- Consecutive patients admitted to the department of Neurology after an acute ischemic stroke were evaluated during the first 48 hours of symptom onset using Watch peripheral arterial tonometry, a wrist-worn ambulatory sleep study device that utilizes peripheral arterial tonometry.
- Morning blood samples of the patient were tested for tumor necrosis factor, interleukin-6, and plasminogen activator inhibitor-1 levels.
- A total of 43 patients with acute stroke were admitted during the study period, 22 (51%) of which have been found to have moderate sleep apnea (apnea hypopnea index [AHI]≥15), AHI≥5 was found in 86% of the patients, and severe OSA (AHI≥30) in 32.5%.

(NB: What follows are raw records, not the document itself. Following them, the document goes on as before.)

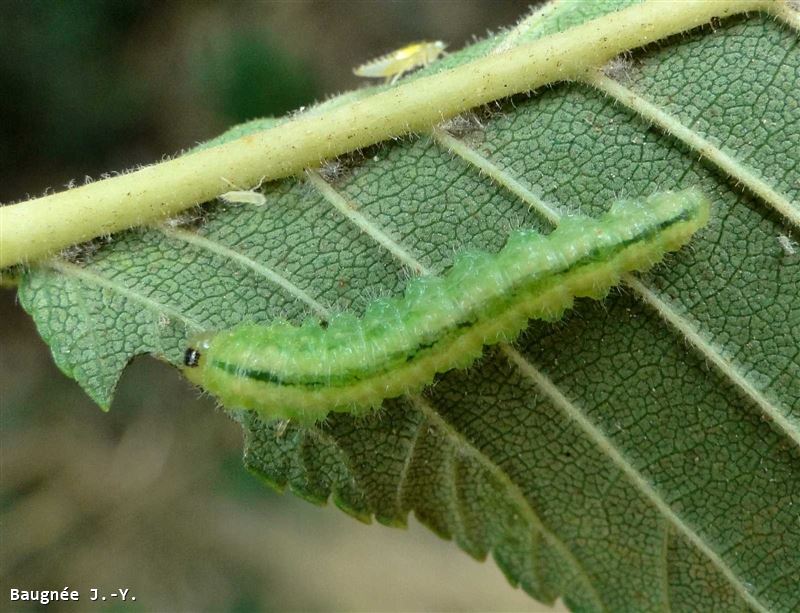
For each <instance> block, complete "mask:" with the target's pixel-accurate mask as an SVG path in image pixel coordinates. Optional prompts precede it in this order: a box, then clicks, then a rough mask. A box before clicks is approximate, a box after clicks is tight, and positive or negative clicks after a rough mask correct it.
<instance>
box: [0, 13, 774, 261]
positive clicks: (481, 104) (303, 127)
mask: <svg viewBox="0 0 800 613" xmlns="http://www.w3.org/2000/svg"><path fill="white" fill-rule="evenodd" d="M779 7H780V8H781V10H783V5H782V3H780V4H779V3H777V2H776V0H714V1H709V0H676V1H674V2H665V1H657V0H650V1H649V2H645V3H642V4H639V5H636V6H633V7H630V8H628V9H625V10H622V11H619V12H616V13H611V14H609V15H605V16H603V17H600V18H598V19H595V20H592V21H589V22H587V23H585V24H582V25H580V26H577V27H574V28H571V29H569V30H567V31H565V32H561V33H558V34H553V35H551V36H547V37H545V38H542V39H539V40H537V41H535V42H532V43H529V44H526V45H522V46H519V47H515V48H513V49H510V50H508V51H504V52H502V53H496V54H491V55H489V56H486V57H483V58H480V59H477V60H474V61H472V62H469V63H466V64H463V65H461V66H458V67H456V68H453V69H451V70H447V71H444V72H441V73H438V74H435V75H432V76H430V77H425V78H419V79H416V80H414V81H412V82H410V83H408V84H405V85H400V86H397V87H395V88H392V89H389V90H388V91H382V92H379V93H376V94H374V95H372V96H369V97H366V98H363V99H361V100H358V101H355V102H352V103H348V104H345V105H342V106H337V107H335V108H332V109H331V110H329V111H325V112H321V113H308V114H304V115H299V116H298V117H297V118H296V119H293V120H291V121H288V122H286V123H284V124H282V125H280V126H277V127H275V128H272V129H270V130H265V131H263V132H257V133H254V134H251V135H248V136H245V137H242V138H239V139H237V140H234V141H231V142H229V143H225V144H223V145H219V146H216V147H212V148H209V149H205V150H202V151H199V152H197V153H193V154H189V155H185V156H181V157H179V158H177V159H174V160H169V161H166V162H162V163H159V164H155V165H153V166H148V167H145V168H142V169H141V170H137V171H135V172H131V173H129V174H124V175H121V176H117V177H113V178H110V179H106V180H103V181H98V182H96V183H91V184H89V185H84V186H81V187H78V188H75V189H70V190H67V191H64V192H60V193H57V194H53V195H49V196H44V197H42V198H37V199H34V200H29V201H27V202H22V203H19V204H14V205H10V206H5V207H1V208H0V268H2V267H6V266H10V265H13V264H18V263H29V262H33V261H35V260H37V259H41V258H43V257H46V256H47V255H49V254H52V253H54V252H56V251H58V250H59V249H63V248H65V247H68V246H70V245H73V244H75V243H79V242H82V241H85V240H89V239H91V238H94V237H96V236H101V235H104V234H110V233H113V232H116V231H119V230H123V229H125V228H130V227H134V226H139V225H146V224H151V223H156V222H158V221H160V220H163V219H164V218H166V217H169V216H171V215H175V214H176V213H179V212H180V211H182V210H185V209H187V208H190V207H192V206H194V205H196V204H198V203H201V202H205V201H208V200H211V199H212V198H214V197H216V196H218V195H219V194H221V193H223V192H226V191H229V190H230V183H229V182H232V183H234V184H237V185H240V186H250V185H254V184H256V183H258V182H259V181H260V180H262V179H264V180H274V179H279V178H281V177H286V176H289V175H293V174H296V173H298V172H301V171H302V170H303V169H304V168H308V167H316V166H319V165H320V164H321V163H322V162H324V160H326V159H330V158H333V157H335V156H337V155H341V154H343V153H347V152H350V151H354V150H356V149H359V148H361V147H366V146H369V145H373V144H375V143H378V142H381V141H383V140H386V139H388V138H391V137H393V136H399V135H402V134H408V133H413V132H422V131H429V130H430V129H431V128H432V127H434V126H435V125H436V124H438V123H439V122H441V121H442V120H443V119H447V118H449V117H453V116H455V115H458V114H459V113H462V112H464V111H466V110H468V109H471V108H474V107H476V106H480V105H482V104H486V103H488V102H491V101H493V100H497V99H500V98H504V97H506V96H509V95H512V94H517V93H522V92H527V91H530V90H532V89H534V88H536V87H541V86H542V85H545V84H548V83H552V82H555V81H561V80H568V79H578V78H584V77H585V76H586V75H587V74H588V71H590V70H592V69H594V68H596V67H598V66H601V65H603V64H604V63H606V62H607V61H609V60H610V59H611V58H613V57H614V56H616V55H618V54H619V53H622V52H624V51H627V50H629V49H634V48H636V47H641V46H642V45H645V44H648V43H651V42H653V41H656V40H659V39H662V38H664V37H667V36H670V35H672V34H676V33H679V32H682V31H685V30H688V29H691V28H694V27H696V26H698V25H702V24H704V23H707V22H708V21H709V20H710V19H712V18H714V17H726V16H729V15H733V14H736V13H742V12H746V11H757V10H770V11H772V12H776V11H778V9H779ZM223 177H224V179H223ZM226 179H227V181H226Z"/></svg>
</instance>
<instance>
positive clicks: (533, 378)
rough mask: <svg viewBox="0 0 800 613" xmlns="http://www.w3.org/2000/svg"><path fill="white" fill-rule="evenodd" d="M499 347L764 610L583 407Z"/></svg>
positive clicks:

- Patients with OSA (AHI≥15) did not differ from the rest in stroke severity or symptoms, yet they had higher prevalence of recurrent stroke and atrial fibrillation.
- All 3 biomarkers levels were higher among patients with AHI≥15: tumor necrosis factor (6.39 versus 3.57 pg/mL), interleukin-6 (6.64 versus 3.14 pg/mL), and plasminogen activator inhibitor-1 (176.64 versus 98.48 pg/mL).
- After the stratification of AHI into 3 groups (AHI<5, 5-14, and ≥15), the analysis showed that only the highest AHI group differed from the other 2 groups in biomarkers levels.